Wasn't there was some info in the booklet if you thought there was an error with any of the questions you needed to send in the question # and info to support your accusation by May 7........ Or am I failing the next day memory test? It seemed like it was an option to appeal, but you had to do so without knowing if you answered the question correctly or not. Any one else remember reading this?


----------



## wryman

*Re: THE OFFICIAL "WHY THE CIVIL SERVICE TEST IS A JOKE&*



john77";p="63733 said:


> I put "to whom they sold the DVD's to." It sounded gramaticlly coorect to me. Again though, it could have been either of them.
> 
> So if I score low (basically I need a 98 or better) can I find out which questions I answered wrong and appeal if need be. The only reason I would appeal is if it was one of the questions that had 2 legitimately correct answers.


NO!! Thats the fun part!! When you appeal, they send you the answers and a copy of your answer sheet. THATS IT! :roll:


----------



## militia_man

I forgot about the female shoplifter question. I put that she should be considered a suspect in all of the incidents because that would be the way it would play out in the real world. My train of thought is that it would be easy to not notice or to not remember a mole on her face.


----------



## mpd61

*Re: THE OFFICIAL "WHY THE CIVIL SERVICE TEST IS A JOKE&*

O.K., o.k., OKAYYYYY.!!!!!!!!!!!!!!!!!!!!!!!!!!!!
:shock: 
You people all need to give up the ghost;
1. We all know that civil service tests in Massachusetts are far from perfect.
2. Trying to second guess answers and discuss them amongst others here is far from accurate (look at Southside and his "no main street" YIKES!) or helpful.
3. Wait until the test reults come out, and then we'll hear some REAL bitchin!!!!!
:lol:


----------



## Southside

*Re: THE OFFICIAL "WHY THE CIVIL SERVICE TEST IS A JOKE&*

Hey MPD1,

Not all of us have gained the knowledge of a seasoned officer such as yourself! :lol: Maybe when I am at an age such as yourself, I will come on here and say the same things! When you were a rookie and Teddy Roosevelt was President....was civil service as bad as it is now or has it gotten worse over the years? :wink:


----------



## Goose

*Re: THE OFFICIAL "WHY THE CIVIL SERVICE TEST IS A JOKE&*



wryman";p="63820 said:


> john77";p="63733 said:
> 
> 
> 
> I put "to whom they sold the DVD's to." It sounded gramaticlly coorect to me. Again though, it could have been either of them.
> 
> So if I score low (basically I need a 98 or better) can I find out which questions I answered wrong and appeal if need be. The only reason I would appeal is if it was one of the questions that had 2 legitimately correct answers.
> 
> 
> 
> NO!! Thats the fun part!! When you appeal, they send you the answers and a copy of your answer sheet. THATS IT! :roll:
Click to expand...

So, if within my 7 days, I can send them a letter stating that I felt the test was not a true judge of ones abilities, as there were multiple correct answers on several ones, and they will send me a copy of the test and a copy of my answers, as well as a copy of the CORRECT answers...so I will know how to ace the next test (not because the questions will be the same, but because I will finally understand what the state wants to an answer)??

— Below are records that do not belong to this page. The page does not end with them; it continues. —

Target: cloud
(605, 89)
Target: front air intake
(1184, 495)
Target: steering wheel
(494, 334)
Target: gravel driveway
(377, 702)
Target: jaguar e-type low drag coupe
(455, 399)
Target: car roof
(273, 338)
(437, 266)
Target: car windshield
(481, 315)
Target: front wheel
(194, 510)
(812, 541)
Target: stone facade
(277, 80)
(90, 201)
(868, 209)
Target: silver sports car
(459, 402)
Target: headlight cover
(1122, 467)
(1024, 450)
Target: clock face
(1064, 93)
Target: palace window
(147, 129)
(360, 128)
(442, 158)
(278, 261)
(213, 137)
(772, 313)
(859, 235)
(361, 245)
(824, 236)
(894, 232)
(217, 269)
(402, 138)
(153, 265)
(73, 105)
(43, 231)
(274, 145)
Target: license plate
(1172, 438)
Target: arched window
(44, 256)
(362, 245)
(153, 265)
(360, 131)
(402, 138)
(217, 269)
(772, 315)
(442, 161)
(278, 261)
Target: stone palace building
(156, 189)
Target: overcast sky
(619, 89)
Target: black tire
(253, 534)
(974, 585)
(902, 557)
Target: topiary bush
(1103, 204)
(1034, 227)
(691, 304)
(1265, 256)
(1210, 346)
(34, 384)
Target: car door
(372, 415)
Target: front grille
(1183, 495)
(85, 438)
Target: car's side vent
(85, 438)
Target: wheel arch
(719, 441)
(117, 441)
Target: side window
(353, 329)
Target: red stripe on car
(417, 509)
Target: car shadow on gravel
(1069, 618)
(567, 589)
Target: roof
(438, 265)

Sorry for the run-on sentence, but this almost sounds like a good idea... :wink:


----------



## wpd518

*Re: THE OFFICIAL "WHY THE CIVIL SERVICE TEST IS A JOKE&*

25 years this month.

Silly Service is still silly service.

13th promotional exam coming up in October and it doesn't change.

Stick with it - Captains bars in in the future.


----------



## Mikey682

*Re: THE OFFICIAL "WHY THE CIVIL SERVICE TEST IS A JOKE&*

Oh mpd61 your just jealous becuase we're so young and DAMN good looking. :wub:


----------



## mpd61

*Re: THE OFFICIAL "WHY THE CIVIL SERVICE TEST IS A JOKE&*



Mikey682";p="63867 said:


> Oh mpd61 your just jealous becuase we're so young and DAMN good looking. :wub:


True, so true................
But I'll take my DVET status over your youth and good looks ANYTIME!!!!!
:naughty:


----------



## Southside

*Re: THE OFFICIAL "WHY THE CIVIL SERVICE TEST IS A JOKE&*



mpd61";p="63871 said:


> Mikey682";p="63867 said:
> 
> 
> 
> Oh mpd61 your just jealous becuase we're so young and DAMN good looking. :wub:
> 
> 
> 
> True, so true................
> But I'll take my DVET status over your youth and good looks ANYTIME!!!!!
> :naughty:
Click to expand...

That is cruel bro!


----------



## j809

*Re: THE OFFICIAL "WHY THE CIVIL SERVICE TEST IS A JOKE&*



> But I'll take my DVET status over your youth and good looks ANYTIME!!!!!


 :L: :L:

Hey Woody, tell them, you only did 75 questions and walked out ,because as a DVET you'll be #1.!!!


----------



## motivated

I am just so sick of those tests and waiting for the results sucks even more.


----------



## Enforcer174

*Re: THE OFFICIAL "WHY THE CIVIL SERVICE TEST IS A JOKE&*

How do you do this, what type of letter needs to be written and send it to whom. Because i felt the test had mutiple questions also.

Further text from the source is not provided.